A related comment is concerned with the computation of local representatives. In the paper each site is allocated to the closest Voronoi cell and used for the computation of exactly one local representative. An alternative would be to use a kernel smoother on all sites in the vicinity of the Voronoi cell as this allows each site to contribute to several (or none) local representatives.

3 Perspectives and impact

A substantial amount of research on spatially dependent functional data has emerged recently [see e.g. (Delicado et al. 2010) and references therein]. Two problems have received much attention: smoothing taking into account the spatial dependence and prediction of functional signals at unobserved spatial locations.
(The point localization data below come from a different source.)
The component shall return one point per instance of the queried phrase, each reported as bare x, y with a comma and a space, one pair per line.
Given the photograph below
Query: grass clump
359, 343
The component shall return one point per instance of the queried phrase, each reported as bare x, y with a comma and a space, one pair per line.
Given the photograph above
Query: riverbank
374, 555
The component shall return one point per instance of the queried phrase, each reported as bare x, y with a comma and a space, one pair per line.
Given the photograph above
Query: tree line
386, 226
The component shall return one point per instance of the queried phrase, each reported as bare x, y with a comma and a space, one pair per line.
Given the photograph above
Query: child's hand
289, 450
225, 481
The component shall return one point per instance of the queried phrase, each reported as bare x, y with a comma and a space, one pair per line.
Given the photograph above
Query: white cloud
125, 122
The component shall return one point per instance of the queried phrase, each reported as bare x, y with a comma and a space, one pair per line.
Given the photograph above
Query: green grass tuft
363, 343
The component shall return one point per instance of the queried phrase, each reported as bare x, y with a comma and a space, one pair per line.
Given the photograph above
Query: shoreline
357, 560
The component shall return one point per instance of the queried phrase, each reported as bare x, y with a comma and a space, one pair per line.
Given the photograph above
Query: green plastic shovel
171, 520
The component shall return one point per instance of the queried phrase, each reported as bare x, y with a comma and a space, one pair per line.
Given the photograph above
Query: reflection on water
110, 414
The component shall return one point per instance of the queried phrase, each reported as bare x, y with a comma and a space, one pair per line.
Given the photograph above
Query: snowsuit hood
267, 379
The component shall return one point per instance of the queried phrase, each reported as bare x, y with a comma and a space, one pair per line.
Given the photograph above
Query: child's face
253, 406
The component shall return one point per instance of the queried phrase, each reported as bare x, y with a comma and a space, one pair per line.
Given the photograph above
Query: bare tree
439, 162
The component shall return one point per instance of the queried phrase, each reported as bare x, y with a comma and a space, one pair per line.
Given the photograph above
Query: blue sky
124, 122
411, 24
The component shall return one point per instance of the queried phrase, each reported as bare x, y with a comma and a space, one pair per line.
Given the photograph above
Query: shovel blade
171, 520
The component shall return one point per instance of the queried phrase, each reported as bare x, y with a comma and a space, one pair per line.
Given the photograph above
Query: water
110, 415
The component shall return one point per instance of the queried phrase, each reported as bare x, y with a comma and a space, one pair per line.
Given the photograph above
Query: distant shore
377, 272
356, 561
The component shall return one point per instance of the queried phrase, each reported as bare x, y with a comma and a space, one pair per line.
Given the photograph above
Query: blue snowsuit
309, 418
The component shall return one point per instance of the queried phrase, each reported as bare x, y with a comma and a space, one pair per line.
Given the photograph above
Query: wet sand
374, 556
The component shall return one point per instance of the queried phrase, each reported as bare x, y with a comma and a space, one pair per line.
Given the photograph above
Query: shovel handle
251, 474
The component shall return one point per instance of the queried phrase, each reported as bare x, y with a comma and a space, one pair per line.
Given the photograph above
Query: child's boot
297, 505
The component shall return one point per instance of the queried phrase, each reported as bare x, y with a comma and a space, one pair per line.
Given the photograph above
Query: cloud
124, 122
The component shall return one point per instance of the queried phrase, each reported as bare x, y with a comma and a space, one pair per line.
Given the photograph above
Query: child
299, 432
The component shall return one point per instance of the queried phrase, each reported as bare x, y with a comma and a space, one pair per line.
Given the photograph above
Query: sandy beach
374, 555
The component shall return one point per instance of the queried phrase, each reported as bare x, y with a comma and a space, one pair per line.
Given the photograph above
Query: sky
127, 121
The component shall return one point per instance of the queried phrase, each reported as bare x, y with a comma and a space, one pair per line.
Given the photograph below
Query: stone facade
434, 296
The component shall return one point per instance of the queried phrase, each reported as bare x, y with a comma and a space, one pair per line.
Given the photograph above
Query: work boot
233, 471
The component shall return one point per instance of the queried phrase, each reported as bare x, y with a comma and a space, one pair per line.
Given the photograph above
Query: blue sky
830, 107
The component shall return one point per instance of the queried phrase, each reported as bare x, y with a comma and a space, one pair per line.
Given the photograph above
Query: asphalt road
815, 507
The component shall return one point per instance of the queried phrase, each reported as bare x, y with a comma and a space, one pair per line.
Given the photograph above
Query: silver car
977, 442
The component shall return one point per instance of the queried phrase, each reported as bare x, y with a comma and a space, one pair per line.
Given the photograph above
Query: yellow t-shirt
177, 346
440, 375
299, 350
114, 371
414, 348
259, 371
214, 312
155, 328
Dimension reduction for dependent functional data has been studied in various scenarios: time series of functional data (Hörmann et al. 2015), spatially correlated multilevel functional data (Staicu et al. 2010), and spatial functional data (Hörmann and Kokoszka 2013; Liu et al. 2014). These papers mainly rely on techniques from FPCA. Although we acknowledge that the above methods may not solve the present research question, it would be interesting to know if parts of the approaches from the literature could be accomodated for an analysis of the mobile data (or vice versa).

We believe that the suggested method may find application in other areas of applied statistics. One particular example is temporal recording of neural activity in the brain as response to various stimuli (Harvey and Roland 2013). Strong spatial dependence between signals from co-working areas must be expected, and a spatio-temporal decomposition of the data may reveal interesting patterns about communication dynamics in the brain.
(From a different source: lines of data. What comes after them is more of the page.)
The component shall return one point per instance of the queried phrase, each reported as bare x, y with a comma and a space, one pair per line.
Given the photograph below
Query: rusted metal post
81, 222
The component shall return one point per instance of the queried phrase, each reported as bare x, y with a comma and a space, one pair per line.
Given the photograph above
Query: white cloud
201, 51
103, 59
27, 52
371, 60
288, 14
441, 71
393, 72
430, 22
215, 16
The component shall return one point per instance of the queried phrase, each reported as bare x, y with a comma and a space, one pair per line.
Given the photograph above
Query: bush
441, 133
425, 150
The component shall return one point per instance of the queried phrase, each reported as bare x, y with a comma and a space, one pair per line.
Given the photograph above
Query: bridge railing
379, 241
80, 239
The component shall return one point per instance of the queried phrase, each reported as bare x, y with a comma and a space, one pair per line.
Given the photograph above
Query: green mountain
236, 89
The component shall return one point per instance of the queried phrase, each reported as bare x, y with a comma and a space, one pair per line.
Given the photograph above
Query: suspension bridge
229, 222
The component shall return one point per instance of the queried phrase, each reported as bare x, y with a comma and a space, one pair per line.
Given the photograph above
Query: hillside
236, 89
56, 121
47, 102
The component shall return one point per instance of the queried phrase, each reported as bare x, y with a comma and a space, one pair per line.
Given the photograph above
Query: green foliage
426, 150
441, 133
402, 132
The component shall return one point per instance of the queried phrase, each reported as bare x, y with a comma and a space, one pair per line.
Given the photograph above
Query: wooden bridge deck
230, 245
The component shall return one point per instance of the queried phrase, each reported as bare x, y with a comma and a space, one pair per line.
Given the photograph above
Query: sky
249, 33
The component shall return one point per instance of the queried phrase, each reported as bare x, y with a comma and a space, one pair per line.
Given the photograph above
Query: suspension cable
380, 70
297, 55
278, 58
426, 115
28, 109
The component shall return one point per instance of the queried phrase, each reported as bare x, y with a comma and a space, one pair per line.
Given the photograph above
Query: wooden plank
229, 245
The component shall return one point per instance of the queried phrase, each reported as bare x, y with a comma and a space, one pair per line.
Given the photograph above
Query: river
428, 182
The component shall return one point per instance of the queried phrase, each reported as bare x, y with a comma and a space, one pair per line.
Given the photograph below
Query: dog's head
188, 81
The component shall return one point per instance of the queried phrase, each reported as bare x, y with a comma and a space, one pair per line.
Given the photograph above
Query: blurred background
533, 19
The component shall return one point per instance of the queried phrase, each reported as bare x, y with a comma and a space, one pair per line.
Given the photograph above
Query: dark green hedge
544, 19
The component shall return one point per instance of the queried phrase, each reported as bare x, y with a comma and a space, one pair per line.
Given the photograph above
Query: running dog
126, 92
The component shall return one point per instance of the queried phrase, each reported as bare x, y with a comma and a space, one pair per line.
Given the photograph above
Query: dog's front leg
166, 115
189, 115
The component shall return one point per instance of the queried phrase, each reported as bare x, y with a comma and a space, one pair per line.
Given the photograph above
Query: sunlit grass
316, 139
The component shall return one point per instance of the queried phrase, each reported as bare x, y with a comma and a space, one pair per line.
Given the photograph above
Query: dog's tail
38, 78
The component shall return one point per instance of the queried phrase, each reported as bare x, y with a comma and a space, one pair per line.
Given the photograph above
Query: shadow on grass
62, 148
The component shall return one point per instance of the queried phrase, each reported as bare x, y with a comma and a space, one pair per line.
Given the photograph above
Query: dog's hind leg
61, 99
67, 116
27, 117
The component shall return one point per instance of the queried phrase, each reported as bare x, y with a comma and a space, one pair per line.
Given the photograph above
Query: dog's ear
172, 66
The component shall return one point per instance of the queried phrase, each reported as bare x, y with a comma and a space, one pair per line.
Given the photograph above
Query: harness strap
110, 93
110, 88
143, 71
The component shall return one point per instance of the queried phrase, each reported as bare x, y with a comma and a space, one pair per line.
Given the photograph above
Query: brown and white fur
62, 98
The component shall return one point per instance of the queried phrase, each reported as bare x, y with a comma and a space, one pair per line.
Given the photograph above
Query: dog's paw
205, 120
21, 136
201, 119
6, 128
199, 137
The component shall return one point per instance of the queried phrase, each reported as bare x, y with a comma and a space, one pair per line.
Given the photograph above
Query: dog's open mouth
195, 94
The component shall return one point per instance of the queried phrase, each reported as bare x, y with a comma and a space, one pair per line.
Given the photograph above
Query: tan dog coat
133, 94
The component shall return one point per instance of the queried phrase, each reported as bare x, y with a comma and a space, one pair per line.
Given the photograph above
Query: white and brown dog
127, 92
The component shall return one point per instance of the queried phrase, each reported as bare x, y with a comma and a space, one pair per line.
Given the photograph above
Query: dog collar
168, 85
This example also demonstrates the perspectives of realizing that the role of space and time may be interchanged in the suggested method. The goal of the analysis may as well be a decomposition of the form

$$\begin{aligned} E_t(\mathbf{x})=\sum _{k=1}^K D_k(t)\psi _k(\mathbf{x}) \end{aligned}$$

where we look for spatially localized components \(\psi _k\) (in the neuroscience application representing co-working areas of the brain). The spatial components may be estimated using treelet analysis in a two-dimensional grid, and the tesselation approach may be applied along the one-dimension time argument to adapt to local smoothness of the signals in the time direction.

In summary, we are impressed of the analysis with its extraction of interpretable information from a large spatio-temporal data set. The paper contains new methoddology for dependent functional data, and future research will contribute to the understanding of advantages and disadvantages of the various approaches. We see a great potential for new data applications and look forward to following the development in the field.